Von den Jobverlusten ist besonders die Dienstleistungsindustrie betroffen. Großbanken wie Goldman Sachs und Bank of America, aber auch der Softwarekonzern Salesforce und der Mobilfunkanbieter Verizon haben angekündet, während der Krise keine Stellen zu streichen. Kellner, Friseure, Sicherheitspersonal und andere meist relativ schlecht bezahlte Jobs sind sofort betroffen. Das trifft dann die ohnehin einkommensschwachen Bevölkerungsschichten besonders hart.

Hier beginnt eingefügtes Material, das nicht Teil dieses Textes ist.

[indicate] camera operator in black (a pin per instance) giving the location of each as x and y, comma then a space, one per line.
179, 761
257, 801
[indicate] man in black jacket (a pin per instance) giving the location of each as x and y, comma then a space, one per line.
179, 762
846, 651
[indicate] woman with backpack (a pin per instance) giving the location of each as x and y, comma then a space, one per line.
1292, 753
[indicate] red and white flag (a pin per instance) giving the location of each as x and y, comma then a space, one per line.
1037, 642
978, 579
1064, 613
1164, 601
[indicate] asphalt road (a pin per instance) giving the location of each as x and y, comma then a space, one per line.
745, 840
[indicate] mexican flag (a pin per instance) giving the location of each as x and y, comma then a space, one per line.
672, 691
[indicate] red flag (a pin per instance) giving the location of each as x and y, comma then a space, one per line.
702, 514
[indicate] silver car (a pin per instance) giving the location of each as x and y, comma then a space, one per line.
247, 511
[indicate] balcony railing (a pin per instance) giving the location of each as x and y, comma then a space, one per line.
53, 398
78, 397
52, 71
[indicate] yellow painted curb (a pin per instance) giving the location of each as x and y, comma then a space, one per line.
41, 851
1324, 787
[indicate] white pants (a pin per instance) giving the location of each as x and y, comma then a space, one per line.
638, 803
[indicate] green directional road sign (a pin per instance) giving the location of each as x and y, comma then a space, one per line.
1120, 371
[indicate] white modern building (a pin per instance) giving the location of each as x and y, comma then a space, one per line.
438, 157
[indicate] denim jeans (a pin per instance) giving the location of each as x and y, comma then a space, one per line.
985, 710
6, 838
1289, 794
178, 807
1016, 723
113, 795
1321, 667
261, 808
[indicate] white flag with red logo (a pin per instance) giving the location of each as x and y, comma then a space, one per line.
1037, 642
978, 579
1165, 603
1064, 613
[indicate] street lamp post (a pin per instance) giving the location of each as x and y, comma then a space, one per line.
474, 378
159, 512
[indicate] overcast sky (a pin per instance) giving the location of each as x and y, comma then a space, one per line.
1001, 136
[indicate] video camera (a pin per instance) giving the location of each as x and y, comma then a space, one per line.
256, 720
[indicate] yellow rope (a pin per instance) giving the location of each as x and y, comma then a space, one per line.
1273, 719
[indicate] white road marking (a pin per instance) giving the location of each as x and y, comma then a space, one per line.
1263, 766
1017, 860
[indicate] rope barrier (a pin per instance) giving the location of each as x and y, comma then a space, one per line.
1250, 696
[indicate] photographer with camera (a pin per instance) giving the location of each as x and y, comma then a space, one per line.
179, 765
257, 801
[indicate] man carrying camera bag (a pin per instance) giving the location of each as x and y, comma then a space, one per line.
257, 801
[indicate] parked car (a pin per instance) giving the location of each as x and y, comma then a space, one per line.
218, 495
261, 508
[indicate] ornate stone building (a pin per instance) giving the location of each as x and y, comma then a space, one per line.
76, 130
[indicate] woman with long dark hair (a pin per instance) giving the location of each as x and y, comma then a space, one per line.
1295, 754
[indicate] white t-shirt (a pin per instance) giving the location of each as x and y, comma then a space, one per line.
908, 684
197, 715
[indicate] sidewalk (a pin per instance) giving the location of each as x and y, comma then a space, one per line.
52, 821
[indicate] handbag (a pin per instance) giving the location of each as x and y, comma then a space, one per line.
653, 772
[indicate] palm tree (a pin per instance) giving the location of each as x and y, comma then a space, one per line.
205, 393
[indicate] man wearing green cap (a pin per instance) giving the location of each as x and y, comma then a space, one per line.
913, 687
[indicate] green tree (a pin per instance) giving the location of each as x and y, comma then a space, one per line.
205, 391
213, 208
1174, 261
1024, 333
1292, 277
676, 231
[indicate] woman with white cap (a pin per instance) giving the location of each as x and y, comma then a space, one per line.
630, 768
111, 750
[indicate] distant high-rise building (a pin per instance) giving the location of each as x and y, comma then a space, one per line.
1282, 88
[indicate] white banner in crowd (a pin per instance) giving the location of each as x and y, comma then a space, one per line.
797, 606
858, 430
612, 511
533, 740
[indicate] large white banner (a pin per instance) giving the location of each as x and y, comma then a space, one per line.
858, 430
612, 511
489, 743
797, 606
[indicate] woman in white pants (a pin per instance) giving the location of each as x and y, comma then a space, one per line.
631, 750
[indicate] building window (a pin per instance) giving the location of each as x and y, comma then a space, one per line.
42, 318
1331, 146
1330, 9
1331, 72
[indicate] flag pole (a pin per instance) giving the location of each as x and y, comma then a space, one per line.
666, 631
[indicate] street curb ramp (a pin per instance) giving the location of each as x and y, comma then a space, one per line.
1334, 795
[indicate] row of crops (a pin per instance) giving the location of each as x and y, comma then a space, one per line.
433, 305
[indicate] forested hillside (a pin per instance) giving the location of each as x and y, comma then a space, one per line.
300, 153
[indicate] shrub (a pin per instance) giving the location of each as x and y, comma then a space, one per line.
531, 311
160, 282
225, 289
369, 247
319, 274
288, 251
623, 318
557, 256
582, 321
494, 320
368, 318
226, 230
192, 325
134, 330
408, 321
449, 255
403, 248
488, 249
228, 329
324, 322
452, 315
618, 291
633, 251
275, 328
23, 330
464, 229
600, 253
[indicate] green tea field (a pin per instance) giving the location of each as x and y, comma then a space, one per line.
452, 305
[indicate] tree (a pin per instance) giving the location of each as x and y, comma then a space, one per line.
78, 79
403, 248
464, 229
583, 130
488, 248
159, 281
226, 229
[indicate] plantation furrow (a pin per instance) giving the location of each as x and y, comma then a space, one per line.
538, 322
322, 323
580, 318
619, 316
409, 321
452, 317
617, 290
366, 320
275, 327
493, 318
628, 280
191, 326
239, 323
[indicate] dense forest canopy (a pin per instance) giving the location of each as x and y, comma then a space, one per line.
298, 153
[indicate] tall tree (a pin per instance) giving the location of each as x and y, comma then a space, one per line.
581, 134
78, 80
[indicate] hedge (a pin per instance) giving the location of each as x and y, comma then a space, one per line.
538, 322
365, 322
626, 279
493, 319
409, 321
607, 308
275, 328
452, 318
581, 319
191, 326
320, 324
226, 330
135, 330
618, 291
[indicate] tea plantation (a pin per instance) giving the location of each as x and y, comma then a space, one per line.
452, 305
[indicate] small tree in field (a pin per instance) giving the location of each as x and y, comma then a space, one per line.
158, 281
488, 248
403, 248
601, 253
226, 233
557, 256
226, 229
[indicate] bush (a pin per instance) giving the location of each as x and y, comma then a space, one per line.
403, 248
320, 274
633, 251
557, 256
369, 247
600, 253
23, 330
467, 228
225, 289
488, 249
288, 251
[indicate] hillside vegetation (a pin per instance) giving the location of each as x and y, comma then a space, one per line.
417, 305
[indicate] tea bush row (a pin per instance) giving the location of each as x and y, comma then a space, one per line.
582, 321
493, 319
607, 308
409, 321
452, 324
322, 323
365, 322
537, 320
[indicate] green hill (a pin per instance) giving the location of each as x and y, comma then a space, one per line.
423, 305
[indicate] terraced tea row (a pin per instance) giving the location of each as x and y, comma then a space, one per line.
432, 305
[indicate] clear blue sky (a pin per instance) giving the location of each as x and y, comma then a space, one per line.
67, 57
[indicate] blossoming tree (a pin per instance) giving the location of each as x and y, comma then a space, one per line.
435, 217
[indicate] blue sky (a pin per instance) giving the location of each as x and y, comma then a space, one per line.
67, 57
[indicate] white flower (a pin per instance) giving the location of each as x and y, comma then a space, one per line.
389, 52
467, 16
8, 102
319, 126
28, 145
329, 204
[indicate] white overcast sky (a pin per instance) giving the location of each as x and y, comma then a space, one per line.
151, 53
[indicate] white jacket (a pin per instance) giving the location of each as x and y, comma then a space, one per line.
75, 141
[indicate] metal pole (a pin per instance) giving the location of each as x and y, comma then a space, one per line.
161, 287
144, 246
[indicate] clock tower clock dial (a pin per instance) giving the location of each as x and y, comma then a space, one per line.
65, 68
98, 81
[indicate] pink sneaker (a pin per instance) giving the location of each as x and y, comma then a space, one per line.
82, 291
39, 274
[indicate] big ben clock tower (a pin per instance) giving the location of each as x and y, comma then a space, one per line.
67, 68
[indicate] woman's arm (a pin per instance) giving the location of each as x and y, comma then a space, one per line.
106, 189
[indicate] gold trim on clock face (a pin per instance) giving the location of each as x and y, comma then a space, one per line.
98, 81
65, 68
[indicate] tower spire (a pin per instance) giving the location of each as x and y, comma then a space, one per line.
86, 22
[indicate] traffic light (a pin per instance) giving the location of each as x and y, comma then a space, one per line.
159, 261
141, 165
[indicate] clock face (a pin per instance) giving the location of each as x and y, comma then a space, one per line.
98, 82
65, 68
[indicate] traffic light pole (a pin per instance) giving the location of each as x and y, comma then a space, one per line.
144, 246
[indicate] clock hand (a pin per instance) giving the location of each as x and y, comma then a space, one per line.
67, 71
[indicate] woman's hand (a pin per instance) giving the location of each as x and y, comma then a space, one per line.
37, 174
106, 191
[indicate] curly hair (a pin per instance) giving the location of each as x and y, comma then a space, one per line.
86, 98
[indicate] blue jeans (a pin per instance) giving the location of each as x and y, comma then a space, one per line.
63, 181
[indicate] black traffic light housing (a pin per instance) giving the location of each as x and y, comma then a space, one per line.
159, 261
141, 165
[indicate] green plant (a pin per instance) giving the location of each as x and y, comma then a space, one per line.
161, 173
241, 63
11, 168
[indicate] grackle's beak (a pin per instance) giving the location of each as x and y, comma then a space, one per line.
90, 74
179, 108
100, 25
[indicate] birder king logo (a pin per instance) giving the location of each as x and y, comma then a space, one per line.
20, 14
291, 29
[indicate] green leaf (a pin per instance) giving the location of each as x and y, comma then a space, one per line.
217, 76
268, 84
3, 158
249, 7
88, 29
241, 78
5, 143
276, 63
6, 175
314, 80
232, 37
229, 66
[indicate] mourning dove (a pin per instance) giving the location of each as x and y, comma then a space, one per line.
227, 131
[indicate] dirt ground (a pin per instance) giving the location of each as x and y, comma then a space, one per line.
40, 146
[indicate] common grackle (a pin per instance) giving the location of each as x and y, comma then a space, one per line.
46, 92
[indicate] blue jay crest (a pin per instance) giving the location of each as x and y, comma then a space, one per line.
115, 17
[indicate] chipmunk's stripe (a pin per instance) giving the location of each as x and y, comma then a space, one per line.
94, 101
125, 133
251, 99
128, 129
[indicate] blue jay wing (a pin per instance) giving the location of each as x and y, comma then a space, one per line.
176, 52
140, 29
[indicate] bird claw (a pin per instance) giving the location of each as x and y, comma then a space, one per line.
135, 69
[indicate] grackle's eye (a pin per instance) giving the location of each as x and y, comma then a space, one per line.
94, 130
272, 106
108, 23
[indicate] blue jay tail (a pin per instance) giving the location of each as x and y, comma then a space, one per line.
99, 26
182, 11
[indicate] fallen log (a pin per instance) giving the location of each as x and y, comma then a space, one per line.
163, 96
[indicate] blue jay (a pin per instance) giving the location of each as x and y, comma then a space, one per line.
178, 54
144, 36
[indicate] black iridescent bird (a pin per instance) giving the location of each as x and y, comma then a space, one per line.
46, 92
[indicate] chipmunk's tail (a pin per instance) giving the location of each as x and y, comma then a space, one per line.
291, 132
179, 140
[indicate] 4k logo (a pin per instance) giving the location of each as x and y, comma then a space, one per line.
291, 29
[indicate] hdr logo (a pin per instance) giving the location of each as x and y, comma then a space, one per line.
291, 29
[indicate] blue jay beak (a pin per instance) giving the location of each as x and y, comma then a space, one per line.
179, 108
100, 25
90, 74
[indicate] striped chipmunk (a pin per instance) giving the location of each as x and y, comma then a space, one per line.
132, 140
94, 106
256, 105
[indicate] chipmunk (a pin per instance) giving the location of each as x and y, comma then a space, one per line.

In vielen geringer qualifizierten Jobs in den USA werden die Arbeitnehmer zudem nach Stunden bezahlt, und die Zahl ihrer Stunden kann jederzeit reduziert werden. Arbeitsmarktexperten gehen daher davon aus, dass zu den gemeldeten Arbeitslosen viele Arbeitnehmer hinzukommen, die wegen Corona auf einen Teil ihres Einkommens verzichten müssen.
Einschätzung der Zahlen
„Zehn Millionen US-Bürger haben in den vergangenen zwei Wochen neue Anträge auf Arbeitslosengeld gestellt. Noch weit mehr haben einen Großteil ihres Einkommens verloren, waren aber nicht in der Lage, Anträge zu stellen, analysiert Aaron Sojourner, Arbeitsmarktforscher an der Universität von Minnesota.
Die Zahl der Arbeitslosen nimmt laut seiner Analyse in den USA derzeit deutlich schneller zu als während der Großen Rezession Anfang der 30er-Jahre. Und er rechnet vor, dass durch den Corona-Lockdown noch weit mehr Arbeitsplätze verloren gehen könnten: 10 Millionen neue Arbeitslose entsprächen immer noch lediglich 6,1 Prozent der US-Arbeitskräfte insgesamt. Sojourner geht jedoch davon aus, dass sich nur etwa ein Drittel der Jobs auch von zu Hause erledigen lässt.
Unterstützung aus Washington ist unterwegs, doch es könnte noch Wochen dauern, bis diese tatsächlich bei den Bürgern ankommt. Laut US-Arbeitsminister Eugene Scalia wird das Geld für die zusätzliche Arbeitslosenunterstützung des Bundes in dieser Woche erstmals an die Einzelstaaten überwiesen, die dann die Auszahlung übernehmen. Wie lange das dauern würde, vermochte er nicht zu sagen. Joe Biden, der wahrscheinliche demokratische Gegenkandidat von Präsident Donald Trump bei den Präsidentschaftswahlen im November, hat Unterstützung für die Bundesstaaten bei der schnellen Auszahlung des Arbeitslosengeldes gefordert: „Der Präsident muss jetzt die Verantwortung dafür übernehmen, dass das passiert"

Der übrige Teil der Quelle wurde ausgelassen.